Carrying with what South of Heaven left us, the songs are strategically paced, meaning there are no songs that rekindle the breakneck, frantic, frenetic frenzy of Reign In Blood (although “War Ensemble” comes damn close). In addition, the songs are more commercially viable, so it doesn’t come as a surprise that MTV included the melodic and epic title track in the regular playlist of Headbanger’s Ball.

It then becomes evident that Slayer has matured greatly from their speed metal heydays, evident from their subdued songs and the prominence of mood and atmosphere (“Dead Skin Mask”, the title track), and tuneful solos (!), all of which are a result of improved songwriting.
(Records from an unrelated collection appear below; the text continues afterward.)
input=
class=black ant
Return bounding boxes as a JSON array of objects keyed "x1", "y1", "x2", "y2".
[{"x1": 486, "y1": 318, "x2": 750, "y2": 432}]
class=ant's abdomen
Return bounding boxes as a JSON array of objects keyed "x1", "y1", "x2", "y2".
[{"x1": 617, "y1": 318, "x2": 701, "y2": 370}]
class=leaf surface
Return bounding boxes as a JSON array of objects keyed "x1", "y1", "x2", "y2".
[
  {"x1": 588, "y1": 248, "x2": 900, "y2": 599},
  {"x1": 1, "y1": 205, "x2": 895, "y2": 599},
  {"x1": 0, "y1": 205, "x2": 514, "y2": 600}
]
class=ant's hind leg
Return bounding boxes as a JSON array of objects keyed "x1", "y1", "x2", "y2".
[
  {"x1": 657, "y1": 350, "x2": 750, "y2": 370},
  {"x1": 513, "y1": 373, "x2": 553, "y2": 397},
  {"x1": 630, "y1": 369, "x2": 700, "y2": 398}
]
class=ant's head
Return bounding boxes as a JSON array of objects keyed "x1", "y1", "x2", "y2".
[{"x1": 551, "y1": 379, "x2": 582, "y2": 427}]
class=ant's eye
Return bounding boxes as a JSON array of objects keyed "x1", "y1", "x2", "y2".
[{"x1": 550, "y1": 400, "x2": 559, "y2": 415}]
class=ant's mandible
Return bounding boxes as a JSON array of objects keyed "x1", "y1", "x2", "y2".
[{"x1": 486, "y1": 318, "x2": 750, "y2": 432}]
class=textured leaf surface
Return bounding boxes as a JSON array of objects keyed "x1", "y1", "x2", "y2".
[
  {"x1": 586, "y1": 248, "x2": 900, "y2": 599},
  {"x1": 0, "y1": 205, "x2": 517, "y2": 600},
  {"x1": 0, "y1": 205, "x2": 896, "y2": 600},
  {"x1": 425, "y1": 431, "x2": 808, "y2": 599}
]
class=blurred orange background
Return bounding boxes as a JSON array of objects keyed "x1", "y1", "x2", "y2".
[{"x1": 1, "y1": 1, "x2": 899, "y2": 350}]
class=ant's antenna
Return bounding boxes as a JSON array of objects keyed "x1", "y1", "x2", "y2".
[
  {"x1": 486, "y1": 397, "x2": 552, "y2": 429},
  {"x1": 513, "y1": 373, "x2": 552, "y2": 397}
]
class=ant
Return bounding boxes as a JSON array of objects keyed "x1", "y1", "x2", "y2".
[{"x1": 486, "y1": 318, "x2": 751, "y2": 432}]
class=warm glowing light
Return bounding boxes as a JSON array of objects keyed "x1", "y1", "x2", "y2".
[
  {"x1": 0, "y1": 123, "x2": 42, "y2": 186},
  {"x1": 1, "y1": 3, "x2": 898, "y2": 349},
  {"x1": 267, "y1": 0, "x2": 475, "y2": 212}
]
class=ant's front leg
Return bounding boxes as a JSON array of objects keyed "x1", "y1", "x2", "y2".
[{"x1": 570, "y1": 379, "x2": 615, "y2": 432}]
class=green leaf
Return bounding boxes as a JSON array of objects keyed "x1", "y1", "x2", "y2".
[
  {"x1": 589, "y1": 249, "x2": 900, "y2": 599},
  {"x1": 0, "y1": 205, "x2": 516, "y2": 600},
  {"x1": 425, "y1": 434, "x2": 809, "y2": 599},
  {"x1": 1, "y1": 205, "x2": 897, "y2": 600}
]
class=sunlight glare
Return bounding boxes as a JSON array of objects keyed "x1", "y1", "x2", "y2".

However, this thing ain’t a Merlot, folks, because at the same time, this is the easiest Slayer album to digest, which is in fact a bad thing. The songs, except again “War Ensemble”, don’t really age well. Part of the problem is the simplified, straightforward attack they supplied the album. Any amazing album challenges the listeners in determining the nuances and the skill of the music before they are able to unfold the greatness of the album. With this, however, almost all of the songs are upfront and naked, as they suffer from the same thrash-chugging riff template. “Blood Red” and “Skeletons of Society” are some of the songs which are nicely composed, memorable, and musically convincing, but after playing it back again and again, given their problems, they sound exhausted and eventually loses their power.

Granted that this album falls a little bit short from its conceived reputation, it still is a worthy listen. It’s just a bit overrated for its own good.